In the darkness of the hall, with only faint distant streetlight illumination to define the space, Williams put the phone on the floor, and they moved down closer to the living room to have a quiet talk. Mackey said, “What do you think?”

“I think she’s smart,” Parker said. “She’ll figure it out.”

“That’s the thing,” Mackey said. “It’s got to come from her.”

Williams said, “I think it will.”

“If we just scare her,” Mackey said, talking out his tension, “and we send her out scared when she talks to the cops, afraid maybe we’re back here roasting Henry for lunch, they’ll smell it on her. They won’t believe the conversation.”

Williams said, “It’ll be a tough sell anyway.”

“She’s tough enough to do it,” Parker said. “He couldn’t do it, but she could.”

Mackey said, “But it has to come from her. Her decision, how to make everything okay again.”

Williams said, “You gonna stay here while she’s doing it?”

Mackey shrugged. “No place else I can think of. And we’ll need to keep track of Henry.”

“This place could be chancy,” Williams said.

Parker said, “I know what you mean. No matter how good she is, they’ll think maybe there’s something wrong. They’ll send somebody here.”

“Not with a warrant,” Mackey said. “No time, and no excuse.”

Parker said, “No, just to eyeball it, while they’ve still got her there.” He nodded toward the front door. “So we’ll have to fix that, make it work again. If the beat cop comes around, looks in the windows, tries the doors, everything’s okay, then that’s it. But if a door’s unlocked, that’s suspicion, that’s probable cause, he’ll come right in.”

Williams said, “I’m gonna leave it all to you guys. You don’t need me any more, and I’m taking Henry’s car.”

Mackey laughed. “A step up from the Honda.”

“This time,” Williams said, “I’m getting out of this state.”

Parker said, “Switch all the cars around. Put ours in the garage, hers outside, then take off with his. That way, in the morning, she drives off, there’s no red Saab sitting there that nobody ever saw before.”

Williams nodded, grinning. “There’s always another detail, huh?”

“Sooner or later,” Parker said, “you get to them all.”

7

“I don’t think I can do it,” she said.

They were in the kitchen now, seated around the Formica table, because lights at the rear of the house wouldn’t draw as much attention. Henry, unshaven, brow creased with worry, wore a pale blue dress shirt, the trousers to a dark blue pinstripe suit, and black oxfords. Darlene was in a high-necked plain white blouse and severe long black skirt; apparently, what she intended to wear to the meeting this morning, a meeting that had now become something else, leaving her uncertain and afraid. She said, “How can I tell them I just changed my mind?”

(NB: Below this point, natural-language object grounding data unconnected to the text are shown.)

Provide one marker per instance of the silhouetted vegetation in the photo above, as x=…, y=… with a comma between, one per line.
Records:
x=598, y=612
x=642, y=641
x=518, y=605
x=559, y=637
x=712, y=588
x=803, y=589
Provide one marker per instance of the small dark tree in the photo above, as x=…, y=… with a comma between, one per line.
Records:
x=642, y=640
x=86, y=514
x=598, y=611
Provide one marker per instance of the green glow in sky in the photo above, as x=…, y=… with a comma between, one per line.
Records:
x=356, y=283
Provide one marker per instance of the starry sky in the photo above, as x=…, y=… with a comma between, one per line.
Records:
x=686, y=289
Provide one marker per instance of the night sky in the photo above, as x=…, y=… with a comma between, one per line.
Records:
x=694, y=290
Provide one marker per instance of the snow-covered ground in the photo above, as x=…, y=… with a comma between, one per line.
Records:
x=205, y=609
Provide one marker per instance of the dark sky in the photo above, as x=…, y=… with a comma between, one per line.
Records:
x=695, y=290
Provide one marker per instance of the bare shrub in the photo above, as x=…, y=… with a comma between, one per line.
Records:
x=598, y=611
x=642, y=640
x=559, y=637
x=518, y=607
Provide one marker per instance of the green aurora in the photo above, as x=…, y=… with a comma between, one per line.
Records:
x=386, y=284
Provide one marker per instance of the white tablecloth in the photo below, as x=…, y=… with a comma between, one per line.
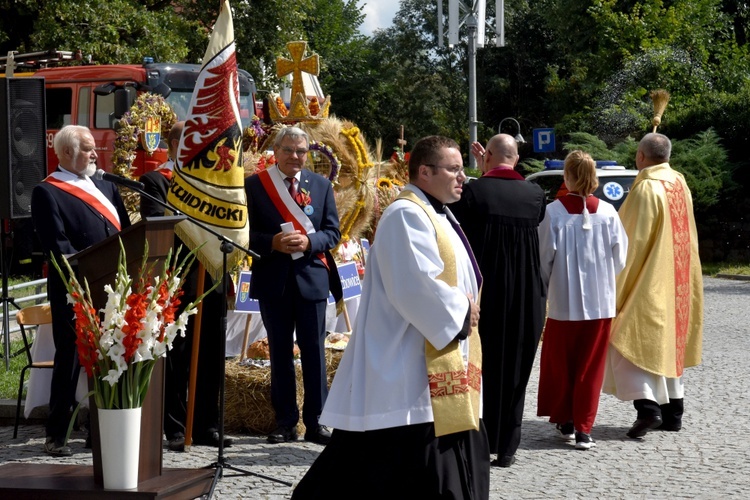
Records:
x=43, y=348
x=39, y=380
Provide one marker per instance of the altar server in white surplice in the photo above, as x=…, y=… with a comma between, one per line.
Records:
x=406, y=399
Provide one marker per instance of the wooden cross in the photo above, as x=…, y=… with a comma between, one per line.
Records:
x=297, y=65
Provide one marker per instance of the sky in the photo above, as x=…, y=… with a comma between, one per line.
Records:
x=379, y=14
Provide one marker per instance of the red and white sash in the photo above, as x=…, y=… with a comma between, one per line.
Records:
x=273, y=182
x=86, y=191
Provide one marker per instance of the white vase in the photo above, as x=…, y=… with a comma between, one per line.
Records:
x=120, y=436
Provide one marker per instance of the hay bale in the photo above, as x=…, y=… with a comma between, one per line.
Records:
x=248, y=406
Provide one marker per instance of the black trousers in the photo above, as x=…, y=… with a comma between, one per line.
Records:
x=281, y=317
x=400, y=463
x=210, y=371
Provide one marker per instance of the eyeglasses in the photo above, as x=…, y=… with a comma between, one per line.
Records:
x=454, y=170
x=300, y=152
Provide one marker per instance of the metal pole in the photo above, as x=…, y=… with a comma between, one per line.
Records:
x=471, y=24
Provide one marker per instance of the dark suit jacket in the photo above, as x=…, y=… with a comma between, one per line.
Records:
x=66, y=225
x=271, y=270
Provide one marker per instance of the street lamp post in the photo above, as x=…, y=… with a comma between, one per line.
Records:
x=471, y=24
x=519, y=138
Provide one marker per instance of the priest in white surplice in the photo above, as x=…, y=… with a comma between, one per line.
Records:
x=405, y=404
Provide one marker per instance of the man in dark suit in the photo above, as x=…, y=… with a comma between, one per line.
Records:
x=292, y=279
x=210, y=363
x=71, y=211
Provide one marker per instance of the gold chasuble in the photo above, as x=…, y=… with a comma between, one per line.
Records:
x=454, y=390
x=659, y=323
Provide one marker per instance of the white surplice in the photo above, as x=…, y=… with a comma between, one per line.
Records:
x=579, y=266
x=381, y=381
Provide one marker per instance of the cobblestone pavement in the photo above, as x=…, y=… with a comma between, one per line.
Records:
x=708, y=459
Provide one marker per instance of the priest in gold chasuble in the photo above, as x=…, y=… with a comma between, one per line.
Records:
x=658, y=330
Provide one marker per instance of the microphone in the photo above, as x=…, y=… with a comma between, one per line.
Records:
x=122, y=181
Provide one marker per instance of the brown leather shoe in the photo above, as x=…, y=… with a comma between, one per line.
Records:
x=57, y=448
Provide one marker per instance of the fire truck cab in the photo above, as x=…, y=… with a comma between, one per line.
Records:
x=97, y=96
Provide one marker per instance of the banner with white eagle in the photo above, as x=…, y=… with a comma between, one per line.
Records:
x=208, y=182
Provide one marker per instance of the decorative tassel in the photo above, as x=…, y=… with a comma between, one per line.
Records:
x=586, y=218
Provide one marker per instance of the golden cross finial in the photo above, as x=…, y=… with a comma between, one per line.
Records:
x=401, y=142
x=297, y=65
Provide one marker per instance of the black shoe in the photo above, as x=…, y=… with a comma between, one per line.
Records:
x=584, y=441
x=57, y=448
x=642, y=425
x=212, y=439
x=505, y=461
x=283, y=434
x=176, y=442
x=321, y=435
x=567, y=431
x=670, y=426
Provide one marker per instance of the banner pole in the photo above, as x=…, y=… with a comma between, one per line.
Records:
x=194, y=357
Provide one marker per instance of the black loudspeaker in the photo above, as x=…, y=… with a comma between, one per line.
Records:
x=23, y=144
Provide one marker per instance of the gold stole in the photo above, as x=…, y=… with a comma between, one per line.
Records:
x=454, y=391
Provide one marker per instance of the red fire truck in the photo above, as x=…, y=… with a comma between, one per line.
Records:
x=98, y=95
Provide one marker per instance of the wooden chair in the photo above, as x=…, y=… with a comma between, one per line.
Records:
x=27, y=317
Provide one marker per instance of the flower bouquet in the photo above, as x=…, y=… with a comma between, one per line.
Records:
x=119, y=345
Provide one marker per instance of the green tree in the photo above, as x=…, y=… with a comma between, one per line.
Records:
x=116, y=31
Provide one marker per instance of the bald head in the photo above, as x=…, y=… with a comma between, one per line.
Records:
x=502, y=149
x=653, y=149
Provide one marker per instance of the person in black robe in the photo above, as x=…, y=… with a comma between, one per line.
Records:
x=500, y=213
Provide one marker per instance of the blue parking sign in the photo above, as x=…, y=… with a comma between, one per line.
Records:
x=544, y=140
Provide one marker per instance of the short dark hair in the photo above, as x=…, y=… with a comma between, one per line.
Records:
x=427, y=151
x=656, y=147
x=293, y=132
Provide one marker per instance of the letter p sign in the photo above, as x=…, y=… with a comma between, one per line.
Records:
x=544, y=140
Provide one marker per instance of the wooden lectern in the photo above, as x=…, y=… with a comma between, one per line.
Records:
x=98, y=266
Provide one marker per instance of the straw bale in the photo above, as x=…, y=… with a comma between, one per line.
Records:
x=248, y=396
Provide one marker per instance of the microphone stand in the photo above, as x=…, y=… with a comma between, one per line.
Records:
x=227, y=246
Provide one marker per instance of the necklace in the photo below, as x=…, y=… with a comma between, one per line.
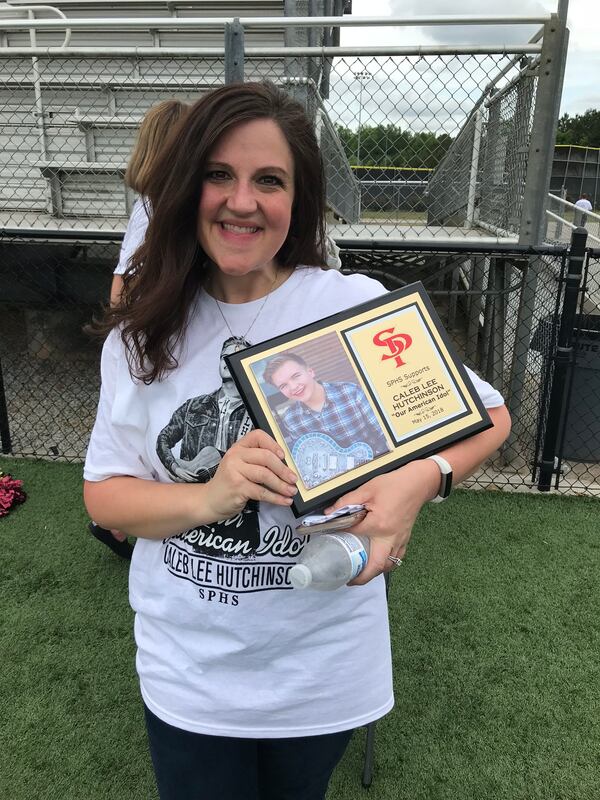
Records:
x=258, y=313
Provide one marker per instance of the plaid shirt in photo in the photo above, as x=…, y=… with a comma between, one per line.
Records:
x=346, y=416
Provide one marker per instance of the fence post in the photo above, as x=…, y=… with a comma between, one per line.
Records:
x=474, y=169
x=4, y=429
x=537, y=184
x=234, y=52
x=563, y=361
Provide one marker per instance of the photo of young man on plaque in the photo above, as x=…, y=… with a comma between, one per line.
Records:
x=322, y=411
x=359, y=393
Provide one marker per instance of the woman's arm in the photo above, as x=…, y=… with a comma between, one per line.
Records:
x=395, y=499
x=252, y=469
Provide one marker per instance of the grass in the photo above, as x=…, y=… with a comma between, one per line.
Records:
x=495, y=619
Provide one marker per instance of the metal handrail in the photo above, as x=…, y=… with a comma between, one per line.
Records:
x=276, y=52
x=272, y=22
x=572, y=205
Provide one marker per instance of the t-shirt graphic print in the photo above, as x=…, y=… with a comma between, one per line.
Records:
x=205, y=427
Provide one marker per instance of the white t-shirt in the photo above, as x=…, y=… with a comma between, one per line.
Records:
x=225, y=647
x=134, y=233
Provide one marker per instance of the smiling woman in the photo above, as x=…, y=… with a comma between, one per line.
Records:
x=235, y=667
x=245, y=209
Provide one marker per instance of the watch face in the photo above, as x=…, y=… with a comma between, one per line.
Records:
x=445, y=478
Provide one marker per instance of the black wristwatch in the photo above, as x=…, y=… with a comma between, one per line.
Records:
x=446, y=478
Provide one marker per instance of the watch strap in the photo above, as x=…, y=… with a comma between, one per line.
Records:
x=446, y=478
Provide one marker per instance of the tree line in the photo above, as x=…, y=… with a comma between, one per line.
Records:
x=390, y=146
x=582, y=129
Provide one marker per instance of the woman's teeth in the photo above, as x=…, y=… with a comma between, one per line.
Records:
x=238, y=228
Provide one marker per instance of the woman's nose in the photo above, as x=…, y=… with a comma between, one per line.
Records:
x=241, y=198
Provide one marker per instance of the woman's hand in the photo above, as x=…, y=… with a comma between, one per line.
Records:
x=252, y=469
x=393, y=502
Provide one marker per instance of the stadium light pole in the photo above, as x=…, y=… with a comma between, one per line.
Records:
x=362, y=77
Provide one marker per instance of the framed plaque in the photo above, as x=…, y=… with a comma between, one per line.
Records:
x=359, y=393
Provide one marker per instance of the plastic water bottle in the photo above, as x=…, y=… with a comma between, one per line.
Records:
x=330, y=560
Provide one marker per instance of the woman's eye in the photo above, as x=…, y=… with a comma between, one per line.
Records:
x=271, y=180
x=216, y=175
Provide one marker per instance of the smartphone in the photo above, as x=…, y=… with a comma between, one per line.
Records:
x=339, y=520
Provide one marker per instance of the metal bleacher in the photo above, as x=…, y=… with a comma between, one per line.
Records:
x=69, y=111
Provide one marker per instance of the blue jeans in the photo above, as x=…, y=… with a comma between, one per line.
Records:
x=192, y=766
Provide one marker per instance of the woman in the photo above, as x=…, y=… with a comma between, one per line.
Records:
x=250, y=690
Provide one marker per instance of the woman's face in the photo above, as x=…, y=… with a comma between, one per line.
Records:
x=247, y=195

“People do it all the time,” Mackey assured her.

Parker said, “You were hot, you were angry, but now you’re cooled off, now you don’t want to make trouble for somebody if she really didn’t do anything.”

“Which she didn’t,” Mackey said.

“But they’re going to look at me,” Darlene said. “They’re going to want to know why I changed my mind, and all I’ll be able to think about is you two back here, threatening Henry.”

Mackey turned to Henry. “Do you feel threatened?”

“Yes,” Henry said. He sounded surprised.

Mackey gave him his full attention. “Then let me ask you this,” he said. “What do you want Darlene to do?”

“I don’t want anyone to be hurt,” Henry said. “I don’t want anybody to be... ruined.”

“Henry,” Mackey said, “you’re a braver guy than you know you are. You risk ruin all the time, I know you do, and why? Because you love Darlene. You got your father the jewelry guy to cover for you tonight, because Darlene didn’t want to be alone after what happened to her dance studio. That was tough to ask him that, wasn’t it?”